Once into the Couloir, its hard to get lost - especially since somebody has spent a lot of time building cairns and tying tape markers all the way up.

By 9:30 we were at the base of the snow field and the location of the accident three years ago. We had crampons and ice axes but half way up the snow field, as it approached 45 degrees, we began to think we might have been well served to have a rope. Snow conditions were just soft enough to kick steps, but a little too hard to set the axe for a good ice axe belay. After what seemed an interminable amount of step kicking we arrived at the false summit.

As clouds swirled past, it was tempting to say "this is the top, there ain't no more". But way down deep, we knew that the true summit was some distance to the west.

As we scrambled along the summit ridge, the clouds briefly parted and created a vision of Mordor's Mt Doom without the fire - incredibly steep snow slopes and granite slabs reaching indefinitely up into the sky. We had left our crampons at the false summit and had no ropes.

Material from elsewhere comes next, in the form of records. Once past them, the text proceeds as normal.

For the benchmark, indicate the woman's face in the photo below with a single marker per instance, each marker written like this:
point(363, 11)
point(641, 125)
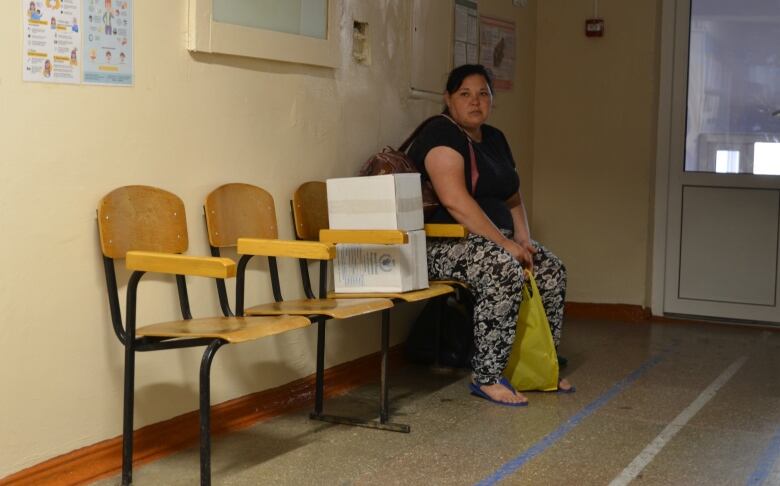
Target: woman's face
point(470, 104)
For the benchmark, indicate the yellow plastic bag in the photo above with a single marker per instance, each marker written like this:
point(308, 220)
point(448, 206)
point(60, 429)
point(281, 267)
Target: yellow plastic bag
point(533, 363)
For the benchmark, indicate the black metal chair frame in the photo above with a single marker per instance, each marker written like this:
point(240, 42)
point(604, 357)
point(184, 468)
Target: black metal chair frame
point(319, 388)
point(126, 336)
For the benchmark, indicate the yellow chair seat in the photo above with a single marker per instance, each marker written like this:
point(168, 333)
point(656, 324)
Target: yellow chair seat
point(457, 283)
point(334, 308)
point(434, 290)
point(231, 329)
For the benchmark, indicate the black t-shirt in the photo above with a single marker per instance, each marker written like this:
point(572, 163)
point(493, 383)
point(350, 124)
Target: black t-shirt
point(498, 179)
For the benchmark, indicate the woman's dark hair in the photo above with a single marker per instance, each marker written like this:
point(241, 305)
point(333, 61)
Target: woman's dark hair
point(460, 73)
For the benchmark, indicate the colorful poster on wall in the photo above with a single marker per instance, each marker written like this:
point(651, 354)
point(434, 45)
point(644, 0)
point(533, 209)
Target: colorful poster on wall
point(464, 49)
point(52, 40)
point(497, 50)
point(108, 42)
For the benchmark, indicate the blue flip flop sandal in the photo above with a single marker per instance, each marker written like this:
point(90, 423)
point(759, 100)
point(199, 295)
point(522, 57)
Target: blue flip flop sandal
point(476, 390)
point(572, 389)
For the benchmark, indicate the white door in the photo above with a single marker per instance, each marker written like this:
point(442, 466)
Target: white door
point(723, 208)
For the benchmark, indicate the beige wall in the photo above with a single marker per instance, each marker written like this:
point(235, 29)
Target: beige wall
point(190, 123)
point(594, 145)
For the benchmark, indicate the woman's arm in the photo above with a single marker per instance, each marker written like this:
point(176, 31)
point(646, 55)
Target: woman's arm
point(445, 168)
point(520, 221)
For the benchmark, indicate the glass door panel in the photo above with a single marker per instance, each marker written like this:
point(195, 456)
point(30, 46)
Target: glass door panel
point(733, 116)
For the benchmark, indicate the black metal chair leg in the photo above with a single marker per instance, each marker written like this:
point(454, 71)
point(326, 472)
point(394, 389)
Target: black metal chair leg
point(383, 370)
point(205, 412)
point(382, 423)
point(127, 414)
point(319, 387)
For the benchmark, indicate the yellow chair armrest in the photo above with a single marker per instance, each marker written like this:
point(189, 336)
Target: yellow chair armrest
point(150, 261)
point(313, 250)
point(375, 237)
point(446, 231)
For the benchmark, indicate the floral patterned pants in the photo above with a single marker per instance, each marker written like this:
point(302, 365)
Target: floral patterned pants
point(495, 279)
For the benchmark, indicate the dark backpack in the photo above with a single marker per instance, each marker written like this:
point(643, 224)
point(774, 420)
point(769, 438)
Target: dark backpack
point(454, 316)
point(392, 161)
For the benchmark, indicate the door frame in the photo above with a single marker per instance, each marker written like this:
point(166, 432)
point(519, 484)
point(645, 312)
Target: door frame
point(669, 32)
point(674, 34)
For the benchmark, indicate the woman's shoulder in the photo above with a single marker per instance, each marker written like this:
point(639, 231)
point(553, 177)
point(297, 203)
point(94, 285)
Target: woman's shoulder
point(441, 131)
point(492, 132)
point(440, 124)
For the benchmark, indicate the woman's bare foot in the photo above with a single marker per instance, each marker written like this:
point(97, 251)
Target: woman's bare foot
point(501, 393)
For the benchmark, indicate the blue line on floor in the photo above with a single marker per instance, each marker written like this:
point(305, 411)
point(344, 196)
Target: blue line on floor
point(564, 429)
point(764, 467)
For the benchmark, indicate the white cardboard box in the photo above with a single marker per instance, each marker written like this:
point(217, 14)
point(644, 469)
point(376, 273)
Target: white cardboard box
point(392, 201)
point(382, 268)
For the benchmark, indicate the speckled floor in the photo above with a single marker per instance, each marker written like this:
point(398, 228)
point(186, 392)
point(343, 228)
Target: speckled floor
point(716, 385)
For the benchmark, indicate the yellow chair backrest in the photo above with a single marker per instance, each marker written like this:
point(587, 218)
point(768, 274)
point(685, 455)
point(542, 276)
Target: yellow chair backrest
point(141, 218)
point(310, 210)
point(239, 210)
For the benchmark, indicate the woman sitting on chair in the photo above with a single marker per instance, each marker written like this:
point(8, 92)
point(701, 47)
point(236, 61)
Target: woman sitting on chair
point(491, 259)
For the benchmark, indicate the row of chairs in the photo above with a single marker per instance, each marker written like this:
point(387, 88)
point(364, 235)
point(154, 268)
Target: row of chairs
point(146, 227)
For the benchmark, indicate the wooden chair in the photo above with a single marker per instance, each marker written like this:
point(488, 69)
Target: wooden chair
point(310, 217)
point(147, 227)
point(244, 216)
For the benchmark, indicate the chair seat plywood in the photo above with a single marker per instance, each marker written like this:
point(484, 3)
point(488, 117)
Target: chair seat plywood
point(435, 290)
point(231, 329)
point(333, 308)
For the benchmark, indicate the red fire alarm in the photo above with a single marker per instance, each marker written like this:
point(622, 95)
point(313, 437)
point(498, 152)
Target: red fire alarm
point(594, 27)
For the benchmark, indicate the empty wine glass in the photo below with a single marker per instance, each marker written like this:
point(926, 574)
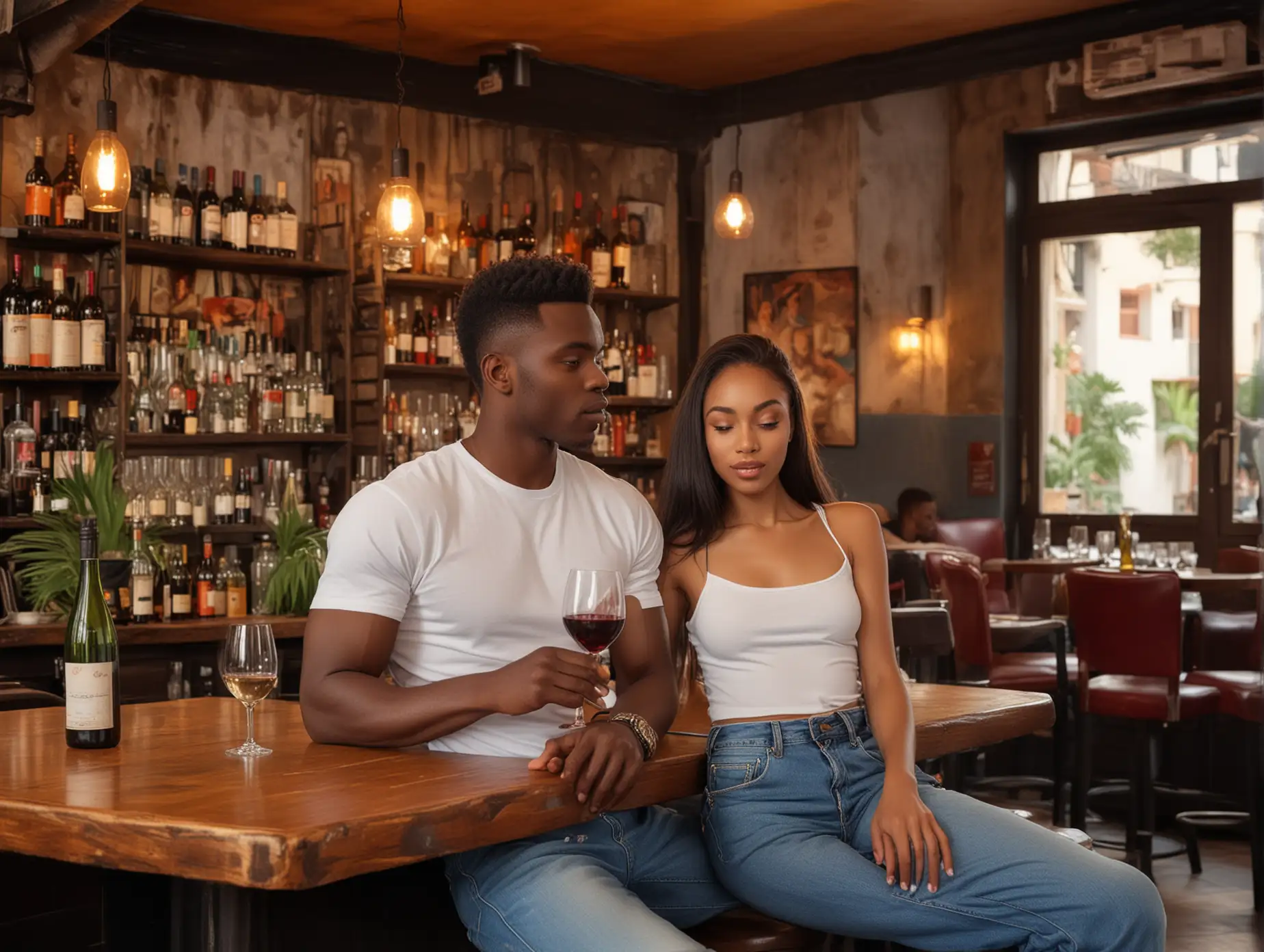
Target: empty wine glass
point(593, 611)
point(248, 665)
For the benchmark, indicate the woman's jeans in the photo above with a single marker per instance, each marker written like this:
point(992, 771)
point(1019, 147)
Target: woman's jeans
point(787, 819)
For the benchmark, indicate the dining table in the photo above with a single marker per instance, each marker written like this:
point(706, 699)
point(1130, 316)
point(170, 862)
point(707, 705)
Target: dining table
point(170, 803)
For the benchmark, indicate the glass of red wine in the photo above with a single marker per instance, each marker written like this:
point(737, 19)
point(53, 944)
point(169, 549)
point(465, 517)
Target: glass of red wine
point(593, 612)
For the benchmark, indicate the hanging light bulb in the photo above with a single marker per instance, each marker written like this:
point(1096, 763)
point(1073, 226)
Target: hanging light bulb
point(401, 219)
point(107, 176)
point(735, 217)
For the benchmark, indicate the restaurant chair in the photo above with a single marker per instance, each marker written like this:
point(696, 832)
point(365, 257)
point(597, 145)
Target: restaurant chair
point(1241, 697)
point(1128, 634)
point(984, 538)
point(1044, 672)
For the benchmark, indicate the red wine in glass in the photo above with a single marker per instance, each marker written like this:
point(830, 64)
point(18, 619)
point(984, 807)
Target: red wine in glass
point(594, 633)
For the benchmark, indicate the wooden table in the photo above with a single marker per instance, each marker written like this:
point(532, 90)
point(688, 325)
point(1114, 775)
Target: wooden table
point(167, 801)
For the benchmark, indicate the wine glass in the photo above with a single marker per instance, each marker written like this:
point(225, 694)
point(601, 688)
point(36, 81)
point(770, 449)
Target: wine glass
point(248, 665)
point(593, 612)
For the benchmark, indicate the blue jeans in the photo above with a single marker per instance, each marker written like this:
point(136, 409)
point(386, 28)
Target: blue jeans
point(787, 819)
point(624, 882)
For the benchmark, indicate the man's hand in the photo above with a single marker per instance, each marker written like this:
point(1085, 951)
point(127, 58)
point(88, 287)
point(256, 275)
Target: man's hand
point(602, 761)
point(550, 676)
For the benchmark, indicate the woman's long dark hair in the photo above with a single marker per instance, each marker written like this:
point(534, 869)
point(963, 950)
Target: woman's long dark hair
point(694, 497)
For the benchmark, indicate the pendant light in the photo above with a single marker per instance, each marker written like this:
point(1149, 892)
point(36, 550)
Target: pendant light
point(107, 176)
point(733, 217)
point(401, 220)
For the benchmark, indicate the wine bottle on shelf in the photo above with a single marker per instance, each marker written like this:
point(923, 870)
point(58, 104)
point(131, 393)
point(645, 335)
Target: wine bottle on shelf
point(91, 657)
point(66, 330)
point(40, 191)
point(40, 304)
point(183, 209)
point(91, 328)
point(209, 222)
point(68, 210)
point(16, 320)
point(257, 226)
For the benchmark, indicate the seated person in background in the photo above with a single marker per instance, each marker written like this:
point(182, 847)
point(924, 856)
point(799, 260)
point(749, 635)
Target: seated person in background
point(450, 573)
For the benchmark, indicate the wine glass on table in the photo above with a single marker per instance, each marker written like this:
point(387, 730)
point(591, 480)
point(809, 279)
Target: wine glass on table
point(593, 611)
point(248, 665)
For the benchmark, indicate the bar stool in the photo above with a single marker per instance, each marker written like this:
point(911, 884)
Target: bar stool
point(1241, 697)
point(1128, 630)
point(1019, 670)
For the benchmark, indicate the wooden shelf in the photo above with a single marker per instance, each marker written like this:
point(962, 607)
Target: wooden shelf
point(174, 256)
point(421, 372)
point(179, 442)
point(60, 239)
point(191, 633)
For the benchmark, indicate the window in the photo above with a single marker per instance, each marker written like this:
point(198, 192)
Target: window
point(1131, 314)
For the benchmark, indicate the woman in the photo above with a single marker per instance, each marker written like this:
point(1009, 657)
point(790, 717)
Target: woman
point(815, 812)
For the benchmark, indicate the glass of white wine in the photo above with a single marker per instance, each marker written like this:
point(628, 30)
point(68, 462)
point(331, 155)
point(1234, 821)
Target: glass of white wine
point(248, 665)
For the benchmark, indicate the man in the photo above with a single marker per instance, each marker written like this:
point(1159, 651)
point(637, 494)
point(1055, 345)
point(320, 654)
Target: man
point(450, 574)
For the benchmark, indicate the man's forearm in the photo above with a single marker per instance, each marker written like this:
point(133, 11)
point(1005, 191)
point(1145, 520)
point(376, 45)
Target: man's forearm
point(356, 709)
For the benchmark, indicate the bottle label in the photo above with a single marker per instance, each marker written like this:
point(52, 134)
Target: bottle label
point(66, 343)
point(41, 341)
point(289, 232)
point(16, 339)
point(601, 268)
point(73, 210)
point(211, 223)
point(142, 596)
point(40, 201)
point(90, 696)
point(92, 353)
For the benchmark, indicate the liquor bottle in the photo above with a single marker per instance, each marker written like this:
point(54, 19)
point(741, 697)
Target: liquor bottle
point(597, 252)
point(525, 238)
point(66, 330)
point(404, 336)
point(183, 209)
point(505, 238)
point(161, 210)
point(40, 191)
point(287, 224)
point(573, 242)
point(209, 222)
point(621, 256)
point(464, 263)
point(142, 581)
point(40, 305)
point(91, 657)
point(238, 606)
point(420, 333)
point(235, 214)
point(257, 226)
point(91, 328)
point(68, 210)
point(243, 497)
point(16, 320)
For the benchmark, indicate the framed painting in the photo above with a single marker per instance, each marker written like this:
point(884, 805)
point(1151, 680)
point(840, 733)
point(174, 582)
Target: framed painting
point(811, 314)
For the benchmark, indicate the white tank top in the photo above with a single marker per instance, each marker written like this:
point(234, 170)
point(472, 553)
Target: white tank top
point(788, 650)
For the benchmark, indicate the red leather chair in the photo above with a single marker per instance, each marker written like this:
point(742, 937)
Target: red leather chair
point(1128, 633)
point(1019, 670)
point(984, 538)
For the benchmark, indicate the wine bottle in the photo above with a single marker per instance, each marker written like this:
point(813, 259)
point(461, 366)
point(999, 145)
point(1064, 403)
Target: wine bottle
point(91, 657)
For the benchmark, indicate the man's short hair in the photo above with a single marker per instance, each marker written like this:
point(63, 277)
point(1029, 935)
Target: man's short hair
point(510, 293)
point(909, 500)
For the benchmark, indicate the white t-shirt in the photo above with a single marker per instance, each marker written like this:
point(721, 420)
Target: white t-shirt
point(474, 570)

Hope of reaching the true summit was fading fast until we remembered Becky called the summit block a class 3 scramble. So we forged on through the mist and sure enough, there was always a way to progress.

The summit was gained without undue threat to life and limb. The vision of Mt Doom was just that - an illusion created by mist and imagination.

After congratulations and the requisite summit photos (mostly of the inside of clouds), we climbed back to our gear at the false summit and inched our way back down the snow slope, ever mindful of the climber that fell on this very spot three years ago during his descent. Fritz demonstrated his ice axe belay technique after a step slushed out - good job Fritz!

From the bottom of the snow field it was a slow and painful (old knees) four hour trip back to camp. While Dana, Fritz and I collapsed for the evening, Craig quickly packed his gear and headed out on the 5 mile trip back to the cars - he had to be back in Portland Sunday morning to watch his son test for a black belt in Tai Kwon Do. Latter he told us that he lost the climber trail to Long's Pass in the dark and rain and spent over an hour wandering through the scree looking for it. I guess GPSs don't work for every occasion.

Sunday morning the rest of us hiked out to the car and headed back to Oregon. Within a few miles of the trail head we were greeted by clear skies and by the time we got to Biggs Junction on the Columbia it was 100 degrees.

Stuart is a great climb, one that surprisingly few Oregon climbers make. While the South side routes like Cascadian and Ulrich Couloirs are Class 3-4 scrambles, most of the West and North side routes are classic technical alpine ascents on superb granite. We now have our sights on the West Ridge, hopefully in better weather.